Even then, it's much better to move the pollution away from where people live, and where you have an opportunity to clean the exhaust gases. (if your country cares about those kinds of things). It's also more CO2-efficient, even when not counting future battery recycling.
> If a country heavily consumes goods imported from somewhere like China, they are part of the cause of those greenhouse gases.
Fair point, but in the context of batteries I'm not too worried. Both USA and EU are now pretty damn serious about on-shoring on near-shoring both material production and battery production.
Also, we now have battery recycling at a commercial scale, which is far more energy and resource efficient.
We WILL have a couple of decades where the green transition will be quite resource and carbon intensive. But as the first big waves of EVs and grid energy batteries start to get recycled that resource use will fall off a cliff.

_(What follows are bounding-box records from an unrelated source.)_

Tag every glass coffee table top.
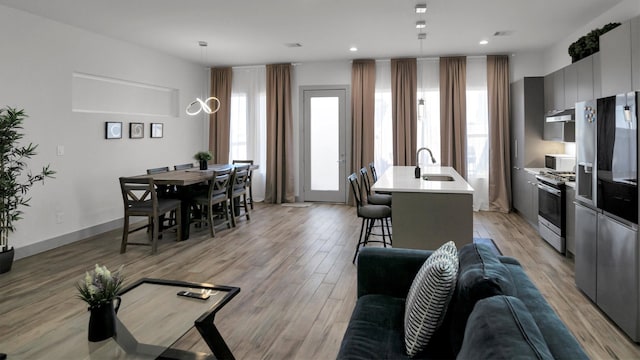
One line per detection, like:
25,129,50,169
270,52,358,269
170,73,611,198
10,279,240,359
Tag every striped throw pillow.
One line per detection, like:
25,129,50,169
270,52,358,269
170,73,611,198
404,242,458,356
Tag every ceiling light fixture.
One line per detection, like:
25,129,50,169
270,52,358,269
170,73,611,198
185,41,220,116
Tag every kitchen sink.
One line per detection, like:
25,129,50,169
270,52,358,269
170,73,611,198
422,174,454,181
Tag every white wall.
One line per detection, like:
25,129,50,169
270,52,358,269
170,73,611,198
0,6,208,257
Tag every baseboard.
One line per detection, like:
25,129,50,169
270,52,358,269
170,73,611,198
15,219,123,260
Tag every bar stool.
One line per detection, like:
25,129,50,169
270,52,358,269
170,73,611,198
348,173,392,264
360,167,391,206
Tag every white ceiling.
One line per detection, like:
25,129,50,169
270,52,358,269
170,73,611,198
0,0,621,66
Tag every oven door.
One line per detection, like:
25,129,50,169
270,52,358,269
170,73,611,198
538,182,564,237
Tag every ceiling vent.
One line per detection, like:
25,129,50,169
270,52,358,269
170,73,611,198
493,30,513,36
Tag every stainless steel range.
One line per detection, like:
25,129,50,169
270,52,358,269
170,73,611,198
536,170,576,254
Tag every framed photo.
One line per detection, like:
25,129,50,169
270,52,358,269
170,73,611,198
104,121,122,139
151,123,163,138
129,123,144,139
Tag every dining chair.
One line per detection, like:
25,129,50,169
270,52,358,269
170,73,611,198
347,173,392,264
232,160,253,210
173,163,193,170
229,165,251,227
194,167,232,237
120,177,182,254
360,167,391,206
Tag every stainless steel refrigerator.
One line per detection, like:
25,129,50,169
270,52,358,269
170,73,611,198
575,92,640,342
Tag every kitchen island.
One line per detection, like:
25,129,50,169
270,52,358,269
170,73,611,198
372,166,473,250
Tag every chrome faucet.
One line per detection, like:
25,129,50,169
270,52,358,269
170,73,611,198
415,147,436,179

I made no indication that renewables weren't a desirable goal, or that we shouldn't pursue them. I made no arguments against renewables.
Simply stating facts that are often overlooked. Very often policy focuses on the visible wins while ignoring the "shuffling" of externalities.
If a policy passes that lowers emissions in the USA but increases them in China as a result (due to offshoring or other means), you'll only hear about the first part
Read the article. They explain exactly how batteries can replace (yes, replace) the coal plant. In short: renewables have a hard time matching real-time demand. Clouds come. Wind dies down. What do you do? So in the past they needed that coal plant to add extra generating capacity, when needed. But now, with the batteries, the battery can store the surplus of renewables not instantly needed. Then when clouds come or wind dies done, the energy flow reverses and batteries deliver this surplus, hence smoothing supply.
The article very clearly makes the point that this battery deployment does not replace energy generation.
Right, which is why we have renewables to generate power. The coal plant was there to cover any potential power shortfall on overcast days or unexpected late night power needs.
This is a mostly solved problem, it’s just a matter of building out the infrastructure.